Muscular fitness goals can focus on strength, endurance, hypertrophy (muscle size), or a mixture of these. Using the guidance from the reading today, and your knowledge of S.M.A.R.T. goals and the F.I.T.T. principle, create a resistance training plan.
This may be a plan to follow at-home, or a plan for when you have access to a facility.
Remember as well that there are generally alternative versions of weightlifting exercises that can be performed with no equipment, such as the bodyweight squat (rather than the barbell squat).
Navigate to Exrx.net and use their muscle/exercise database to explore and choose 8-10 exercises based on the recommendations from today’s reading.

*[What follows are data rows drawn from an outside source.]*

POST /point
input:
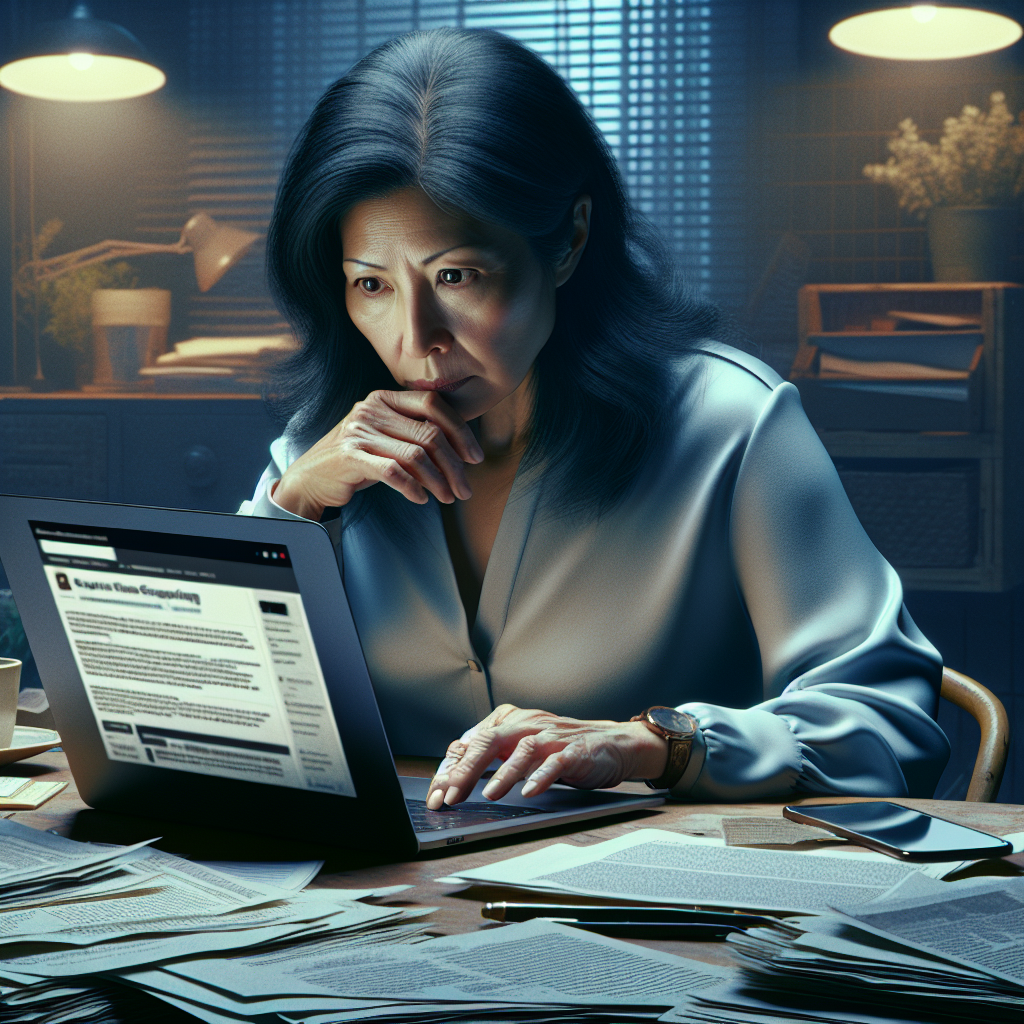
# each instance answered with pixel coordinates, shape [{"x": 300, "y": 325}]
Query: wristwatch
[{"x": 679, "y": 728}]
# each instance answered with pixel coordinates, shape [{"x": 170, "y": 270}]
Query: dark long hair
[{"x": 483, "y": 125}]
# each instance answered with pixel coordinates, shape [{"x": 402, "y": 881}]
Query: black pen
[
  {"x": 650, "y": 929},
  {"x": 675, "y": 915}
]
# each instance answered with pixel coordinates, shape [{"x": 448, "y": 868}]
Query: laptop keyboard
[{"x": 462, "y": 815}]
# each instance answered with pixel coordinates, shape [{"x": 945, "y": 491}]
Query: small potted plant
[{"x": 969, "y": 185}]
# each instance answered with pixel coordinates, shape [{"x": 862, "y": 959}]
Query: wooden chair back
[{"x": 987, "y": 709}]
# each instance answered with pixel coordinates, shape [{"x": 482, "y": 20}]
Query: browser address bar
[{"x": 78, "y": 550}]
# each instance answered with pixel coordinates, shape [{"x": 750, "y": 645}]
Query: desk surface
[{"x": 458, "y": 910}]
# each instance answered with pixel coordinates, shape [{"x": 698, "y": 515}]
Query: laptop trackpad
[{"x": 558, "y": 798}]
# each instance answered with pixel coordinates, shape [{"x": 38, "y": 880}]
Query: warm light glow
[
  {"x": 80, "y": 61},
  {"x": 59, "y": 77},
  {"x": 925, "y": 32}
]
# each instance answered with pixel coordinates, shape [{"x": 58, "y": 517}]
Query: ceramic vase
[{"x": 973, "y": 243}]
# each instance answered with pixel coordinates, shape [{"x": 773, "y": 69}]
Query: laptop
[{"x": 205, "y": 668}]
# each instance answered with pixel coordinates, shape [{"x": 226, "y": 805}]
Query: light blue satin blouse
[{"x": 734, "y": 583}]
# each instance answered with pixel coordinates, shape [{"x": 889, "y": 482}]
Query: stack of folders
[
  {"x": 219, "y": 364},
  {"x": 894, "y": 380}
]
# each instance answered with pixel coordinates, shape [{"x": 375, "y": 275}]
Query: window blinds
[{"x": 664, "y": 79}]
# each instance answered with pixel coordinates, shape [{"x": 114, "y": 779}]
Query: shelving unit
[{"x": 946, "y": 508}]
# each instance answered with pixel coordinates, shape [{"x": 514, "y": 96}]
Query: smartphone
[{"x": 899, "y": 832}]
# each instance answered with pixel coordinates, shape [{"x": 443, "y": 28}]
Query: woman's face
[{"x": 449, "y": 302}]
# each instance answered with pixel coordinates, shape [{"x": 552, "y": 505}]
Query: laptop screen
[{"x": 196, "y": 654}]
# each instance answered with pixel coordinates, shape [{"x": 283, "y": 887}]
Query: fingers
[
  {"x": 540, "y": 759},
  {"x": 442, "y": 784},
  {"x": 483, "y": 747},
  {"x": 430, "y": 406},
  {"x": 422, "y": 435},
  {"x": 438, "y": 784}
]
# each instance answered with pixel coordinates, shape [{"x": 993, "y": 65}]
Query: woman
[{"x": 554, "y": 493}]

First, determine an overall goal. This may change as you learn more about resistance training, but choose something to get started. Remember to make it S.M.A.R.T.
1) What is your muscular fitness goal? (“I will be able to…”)
2) What is your current level of ability related to that goal? (“I can currently…”)
Now that we have a goal, we will need to determine what activities to perform and how frequently to perform them. Using the F.I.T.T. acronym, come up with a weekly plan for achieving your goal.
3) My F.I.T.T. plan:
Intensity – Exercise Name x Number of Sets x Number of Reps
4) How is this goal Specific?
5) How is this goal Measurable?
6) How is this goal Actionable?
7) How is this goal Relevant?
8) How is this goal Time Bound?
B. Discussion board:
Thinking back on the ideas we’ve explored in the course – social and emotional needs, metacognition, cognitive distortions, the built environment, and so on – it’s clear that a strong support system can help encourage success in physical (as well as social and emotional) goals.
How can we cultivate strong support networks?
Share ways to manage social anxiety, to reach out and build connections and shared interests with others.
1. What will you remember from today’s class a year from now?
2. Did today’s class clear up any misconceptions about strength training you had? If so, what were they? If not, why not?
3. What concerns or questions about resistance exercise do you have now?
4. Today you learned about “self-talk.” What did you think when you read about it?
5. How might you use self talk more to help you succeed with exercise and other wellness behaviors?
6. Thinking about your semester so far, what do you feel accomplished about?
8. Have you found yourself using the R.U.L.E.R. or S.T.O.P. acronyms? Why or why not?